Climbers is a literary novel by the British author M. John Harrison. First published in 1989 and apparently set several years earlier, the book had been out of print for several years but was reissued in paperback by Phoenix in 2004. It has attracted considerable critical acclaim and won the Boardman Tasker Prize for Mountain Literature in 1989. It was not, however, universally popular with the British climbing public and received at least one negative review in the popular magazine Climber.
Plot summary
The novel concerns the adventures of “Mike”, who, recovering from a failed marriage, falls in with a clique of hard core northern rock climbers and becomes immersed in an intense and inward looking life style in which climbing is so important that “real life” is all but excluded.

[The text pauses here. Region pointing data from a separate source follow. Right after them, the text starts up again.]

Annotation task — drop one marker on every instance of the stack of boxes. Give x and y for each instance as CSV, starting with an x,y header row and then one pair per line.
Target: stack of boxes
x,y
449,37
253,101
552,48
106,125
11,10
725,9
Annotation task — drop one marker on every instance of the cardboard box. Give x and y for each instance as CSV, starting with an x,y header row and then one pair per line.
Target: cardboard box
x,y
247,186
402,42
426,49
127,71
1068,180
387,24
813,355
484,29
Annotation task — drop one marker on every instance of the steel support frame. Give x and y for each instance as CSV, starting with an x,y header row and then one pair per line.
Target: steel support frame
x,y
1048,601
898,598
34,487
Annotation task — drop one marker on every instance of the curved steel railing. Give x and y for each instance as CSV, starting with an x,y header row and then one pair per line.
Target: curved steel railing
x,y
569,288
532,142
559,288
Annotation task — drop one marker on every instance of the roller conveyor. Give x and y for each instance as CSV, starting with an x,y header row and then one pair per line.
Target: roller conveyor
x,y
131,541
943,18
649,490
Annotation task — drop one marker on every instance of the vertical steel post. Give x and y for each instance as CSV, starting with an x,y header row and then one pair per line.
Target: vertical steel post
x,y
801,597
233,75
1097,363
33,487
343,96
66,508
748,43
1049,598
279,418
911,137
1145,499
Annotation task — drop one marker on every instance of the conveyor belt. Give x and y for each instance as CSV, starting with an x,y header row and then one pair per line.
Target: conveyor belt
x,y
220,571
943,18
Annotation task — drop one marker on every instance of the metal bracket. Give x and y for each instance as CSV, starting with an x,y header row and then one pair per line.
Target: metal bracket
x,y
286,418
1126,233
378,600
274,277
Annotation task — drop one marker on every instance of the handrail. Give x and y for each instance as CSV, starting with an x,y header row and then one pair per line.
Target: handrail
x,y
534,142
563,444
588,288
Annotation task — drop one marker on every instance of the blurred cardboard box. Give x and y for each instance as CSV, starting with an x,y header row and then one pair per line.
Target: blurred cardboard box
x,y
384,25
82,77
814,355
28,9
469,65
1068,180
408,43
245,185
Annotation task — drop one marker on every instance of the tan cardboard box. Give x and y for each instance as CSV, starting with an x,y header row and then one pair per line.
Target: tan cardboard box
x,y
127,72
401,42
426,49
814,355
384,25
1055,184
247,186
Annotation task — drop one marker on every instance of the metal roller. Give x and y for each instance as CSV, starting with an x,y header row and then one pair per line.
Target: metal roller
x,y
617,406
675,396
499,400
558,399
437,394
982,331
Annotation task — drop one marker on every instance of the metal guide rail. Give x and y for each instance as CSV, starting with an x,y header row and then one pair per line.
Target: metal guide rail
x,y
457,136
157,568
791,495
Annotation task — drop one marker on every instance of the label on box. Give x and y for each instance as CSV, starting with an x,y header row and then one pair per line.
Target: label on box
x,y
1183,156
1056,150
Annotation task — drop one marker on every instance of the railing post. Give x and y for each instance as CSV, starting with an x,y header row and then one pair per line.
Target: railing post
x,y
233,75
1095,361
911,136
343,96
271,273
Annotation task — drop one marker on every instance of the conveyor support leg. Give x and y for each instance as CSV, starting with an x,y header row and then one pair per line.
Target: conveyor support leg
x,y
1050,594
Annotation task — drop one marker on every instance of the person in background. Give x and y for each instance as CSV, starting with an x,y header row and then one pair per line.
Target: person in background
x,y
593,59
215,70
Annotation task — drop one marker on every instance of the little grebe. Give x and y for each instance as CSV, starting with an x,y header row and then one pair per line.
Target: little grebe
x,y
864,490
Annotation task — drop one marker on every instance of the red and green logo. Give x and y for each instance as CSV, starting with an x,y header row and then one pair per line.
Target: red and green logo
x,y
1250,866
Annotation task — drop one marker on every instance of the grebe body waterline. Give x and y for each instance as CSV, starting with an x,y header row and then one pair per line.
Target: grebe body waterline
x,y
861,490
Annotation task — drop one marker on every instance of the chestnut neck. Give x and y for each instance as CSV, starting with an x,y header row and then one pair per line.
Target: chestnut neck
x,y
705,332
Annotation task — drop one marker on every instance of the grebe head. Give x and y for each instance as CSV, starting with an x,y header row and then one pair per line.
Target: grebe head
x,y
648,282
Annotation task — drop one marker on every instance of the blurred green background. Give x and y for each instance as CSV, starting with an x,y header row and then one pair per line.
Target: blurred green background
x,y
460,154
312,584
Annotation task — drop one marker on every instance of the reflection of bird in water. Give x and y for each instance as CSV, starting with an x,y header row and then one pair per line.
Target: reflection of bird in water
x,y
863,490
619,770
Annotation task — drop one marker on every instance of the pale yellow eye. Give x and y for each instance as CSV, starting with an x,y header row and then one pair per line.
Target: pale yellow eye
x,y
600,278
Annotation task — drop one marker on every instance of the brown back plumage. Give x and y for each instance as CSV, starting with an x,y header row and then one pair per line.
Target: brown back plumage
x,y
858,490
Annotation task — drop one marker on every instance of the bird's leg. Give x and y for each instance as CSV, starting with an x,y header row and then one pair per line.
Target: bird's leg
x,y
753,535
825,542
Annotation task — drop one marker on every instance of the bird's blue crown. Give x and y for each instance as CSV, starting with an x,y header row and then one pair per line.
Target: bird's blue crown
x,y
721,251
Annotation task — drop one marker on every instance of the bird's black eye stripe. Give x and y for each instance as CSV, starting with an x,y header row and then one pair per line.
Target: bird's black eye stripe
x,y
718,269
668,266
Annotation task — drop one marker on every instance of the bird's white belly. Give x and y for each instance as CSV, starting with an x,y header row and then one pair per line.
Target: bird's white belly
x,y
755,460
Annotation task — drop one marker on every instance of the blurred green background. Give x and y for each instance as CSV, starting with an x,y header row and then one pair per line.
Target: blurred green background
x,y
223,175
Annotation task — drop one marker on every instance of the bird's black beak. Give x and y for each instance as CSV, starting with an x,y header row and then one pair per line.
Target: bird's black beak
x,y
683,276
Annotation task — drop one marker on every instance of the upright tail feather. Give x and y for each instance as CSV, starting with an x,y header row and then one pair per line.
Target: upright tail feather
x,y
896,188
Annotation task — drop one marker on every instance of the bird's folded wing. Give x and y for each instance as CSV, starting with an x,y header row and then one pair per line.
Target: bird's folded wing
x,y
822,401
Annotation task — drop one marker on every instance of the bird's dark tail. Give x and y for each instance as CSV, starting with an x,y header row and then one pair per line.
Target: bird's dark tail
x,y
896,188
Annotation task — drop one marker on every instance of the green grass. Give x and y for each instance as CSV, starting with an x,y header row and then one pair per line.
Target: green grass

Mike is initially fascinated by this rather strange group of people and is in awe of their focus and technical competence on the rock, while their obvious incompetence in more mundane areas of life only seems to increase their glamour. For a while Mike loses himself in this closed little world but in the end seems to become disenchanted with its narrowness.
The overall tone of the book is very much one of disappointment and alienation. The pivotal event is the death of the enigmatic “Sanky” who falls 30 feet from the 5b crux of a climb he has soloed without difficulty many times in the past. His friends cannot believe he has died on an undistinguished climb that was well within his technical competence and seem to have difficulty understanding the obvious fact that a 30-foot ground fall is more likely to result in death than a twisted ankle.
The locations are easily recognisable by anyone who has climbed in the Peak and Pennines.
Harrison does find beauty in this sometimes harsh and occasionally post industrial landscape but in keeping with the general tone of the book his eye is sometimes rather jaundiced. Describing the pleasant view from the top of Stanage Edge he chooses to focus on the cement factory at Hope. Although the story is set in the (mostly) picturesque town of Holmfirth, he devotes his descriptive powers to Lodge's supermarket, the one truly hideous building in the town.
In several interviews Harrison has said that he was pleased with the book.